O desembargador Magid Nauef Láuar, da 9ª Câmara Criminal Especializada do Tribunal de Justiça de Minas Gerais (TJMG), recorreu ao filósofo político britânico David Miller para justificar a decisão de restaurar a condenação imposta ao homem de 35 anos acusado de estuprar uma menina de 12 anos no interior do estado. A nova sentença, expedida monocraticamente, é desta quarta-feira (25).
“Antes de adentrar no cerne da controvérsia recursal, permitam-me começar meus argumentos citando as palavras de David Miller: ‘Se temos um desejo sincero de descobrir como é o mundo, devemos estar preparados para corrigir erros; se vamos corrigi-los, devemos estar preparados para cometê-los’”, escreveu, citando o teórico.
Segundo Magid, a revisão da decisão anterior teve como guia o Protocolo para Julgamento com Perspectiva de Gênero, estabelecido em 2023 pelo Conselho Nacional de Justiça (CNJ).
“Infelizmente, foi necessário um caso de minha relatoria para expor um recorrente entendimento adotado pelo Poder Judiciário: desconsiderar a realidade social e os avanços teóricos sobre perspectiva de gênero”, completou.

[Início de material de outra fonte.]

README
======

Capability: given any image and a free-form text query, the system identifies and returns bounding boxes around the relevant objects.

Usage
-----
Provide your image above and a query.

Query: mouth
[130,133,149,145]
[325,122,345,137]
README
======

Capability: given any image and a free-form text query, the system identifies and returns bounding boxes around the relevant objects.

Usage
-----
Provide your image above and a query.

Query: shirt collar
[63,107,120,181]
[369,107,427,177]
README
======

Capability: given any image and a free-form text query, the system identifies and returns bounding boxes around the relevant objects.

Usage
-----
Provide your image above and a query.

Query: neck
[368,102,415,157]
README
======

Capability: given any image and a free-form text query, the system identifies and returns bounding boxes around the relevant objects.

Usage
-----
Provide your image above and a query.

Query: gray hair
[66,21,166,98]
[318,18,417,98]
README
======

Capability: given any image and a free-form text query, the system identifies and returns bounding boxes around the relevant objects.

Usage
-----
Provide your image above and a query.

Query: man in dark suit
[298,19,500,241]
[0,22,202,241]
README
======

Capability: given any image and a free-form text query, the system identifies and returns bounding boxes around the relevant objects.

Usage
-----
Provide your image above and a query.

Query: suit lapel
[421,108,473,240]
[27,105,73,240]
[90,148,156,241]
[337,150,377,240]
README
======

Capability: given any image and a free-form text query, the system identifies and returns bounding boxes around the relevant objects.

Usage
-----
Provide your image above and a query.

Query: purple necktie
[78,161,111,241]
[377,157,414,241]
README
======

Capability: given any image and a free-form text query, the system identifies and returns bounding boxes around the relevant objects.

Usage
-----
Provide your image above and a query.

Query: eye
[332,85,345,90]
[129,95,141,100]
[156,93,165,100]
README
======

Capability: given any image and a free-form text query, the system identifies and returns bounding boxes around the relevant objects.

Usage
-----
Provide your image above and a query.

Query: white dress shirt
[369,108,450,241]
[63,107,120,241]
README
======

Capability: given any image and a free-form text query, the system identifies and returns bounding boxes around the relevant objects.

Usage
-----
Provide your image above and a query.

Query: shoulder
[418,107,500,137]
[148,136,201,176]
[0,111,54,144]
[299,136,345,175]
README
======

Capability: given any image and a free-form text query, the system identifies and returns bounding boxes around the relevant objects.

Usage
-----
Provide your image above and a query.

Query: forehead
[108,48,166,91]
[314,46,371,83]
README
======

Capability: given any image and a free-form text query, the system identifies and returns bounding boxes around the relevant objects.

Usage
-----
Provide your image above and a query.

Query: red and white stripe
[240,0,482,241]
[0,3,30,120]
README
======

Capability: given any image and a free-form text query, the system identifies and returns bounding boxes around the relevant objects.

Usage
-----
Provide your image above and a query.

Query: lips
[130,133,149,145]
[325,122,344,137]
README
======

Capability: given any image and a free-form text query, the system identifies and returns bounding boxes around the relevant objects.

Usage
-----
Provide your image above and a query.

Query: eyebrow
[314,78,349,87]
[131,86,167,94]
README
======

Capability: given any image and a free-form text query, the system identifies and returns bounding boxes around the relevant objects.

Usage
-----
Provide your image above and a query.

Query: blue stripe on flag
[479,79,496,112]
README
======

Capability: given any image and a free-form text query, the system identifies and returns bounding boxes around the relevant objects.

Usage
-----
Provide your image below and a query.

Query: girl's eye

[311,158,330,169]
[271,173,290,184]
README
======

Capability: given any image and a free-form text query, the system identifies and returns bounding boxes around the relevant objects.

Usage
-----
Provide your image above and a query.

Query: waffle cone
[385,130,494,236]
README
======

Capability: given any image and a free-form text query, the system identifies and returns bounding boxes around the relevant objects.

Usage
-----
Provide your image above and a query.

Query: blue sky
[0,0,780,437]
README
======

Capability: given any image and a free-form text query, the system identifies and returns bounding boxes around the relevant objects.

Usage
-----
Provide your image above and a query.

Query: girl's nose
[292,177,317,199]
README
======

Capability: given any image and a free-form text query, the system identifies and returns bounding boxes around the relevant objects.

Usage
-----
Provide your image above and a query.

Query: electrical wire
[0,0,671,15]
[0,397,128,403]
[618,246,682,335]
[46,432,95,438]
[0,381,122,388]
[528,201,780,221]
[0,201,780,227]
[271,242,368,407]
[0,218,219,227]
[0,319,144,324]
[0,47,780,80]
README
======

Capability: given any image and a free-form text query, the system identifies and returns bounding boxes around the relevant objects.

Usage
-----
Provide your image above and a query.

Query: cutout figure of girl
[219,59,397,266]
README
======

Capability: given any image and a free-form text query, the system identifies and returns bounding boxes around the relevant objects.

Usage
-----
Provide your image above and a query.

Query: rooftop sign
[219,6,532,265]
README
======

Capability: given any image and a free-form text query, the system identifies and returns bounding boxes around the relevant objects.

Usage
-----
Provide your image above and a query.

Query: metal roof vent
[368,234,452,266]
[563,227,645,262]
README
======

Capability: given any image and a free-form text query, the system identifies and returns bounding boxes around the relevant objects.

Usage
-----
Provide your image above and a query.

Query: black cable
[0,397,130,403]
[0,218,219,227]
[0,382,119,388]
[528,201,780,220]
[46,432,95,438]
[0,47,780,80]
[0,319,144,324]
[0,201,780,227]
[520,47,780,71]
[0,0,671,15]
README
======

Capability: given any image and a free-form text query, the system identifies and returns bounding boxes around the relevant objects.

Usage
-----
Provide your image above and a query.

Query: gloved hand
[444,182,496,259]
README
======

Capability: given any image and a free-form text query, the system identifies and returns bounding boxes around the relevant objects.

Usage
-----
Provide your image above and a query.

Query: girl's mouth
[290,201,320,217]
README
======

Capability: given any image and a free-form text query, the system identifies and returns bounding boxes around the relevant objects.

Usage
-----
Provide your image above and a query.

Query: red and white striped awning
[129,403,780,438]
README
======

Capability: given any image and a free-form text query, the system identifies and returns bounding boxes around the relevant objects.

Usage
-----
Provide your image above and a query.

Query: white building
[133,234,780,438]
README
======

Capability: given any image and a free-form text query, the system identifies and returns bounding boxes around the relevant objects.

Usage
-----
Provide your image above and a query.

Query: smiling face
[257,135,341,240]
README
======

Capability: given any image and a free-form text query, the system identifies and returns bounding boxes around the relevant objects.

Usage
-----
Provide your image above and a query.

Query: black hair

Com a reforma do acórdão que havia inocentado Paulo Edson Martins do Nascimento, o acusado, a pena de nove anos de reclusão, decidida em instância superior, foi restaurada. Já há mandado de prisão aberto contra ele.
‘Realidade social que precisa ser modificada’
A decisão inicial de Magid, de 11 de fevereiro, dada por maioria de votos, gerou desconforto nos corredores do Tribunal após a aplicação da técnica de “distinguishing” para afastar a Súmula 593 do Superior Tribunal de Justiça (STJ).
A norma federal estabelece que o consentimento da vítima e a existência de relacionamento amoroso são irrelevantes para a configuração do crime quando a vítima possui menos de 14 anos.
Ao rever o acórdão, o magistrado disse que os precedentes abertos pela técnica inicialmente usada refletem uma postura do Judiciário “cuja revisão é impositiva”. Segundo ele, o caso deu luz a “uma realidade social que precisa, urgentemente, ser modificada” .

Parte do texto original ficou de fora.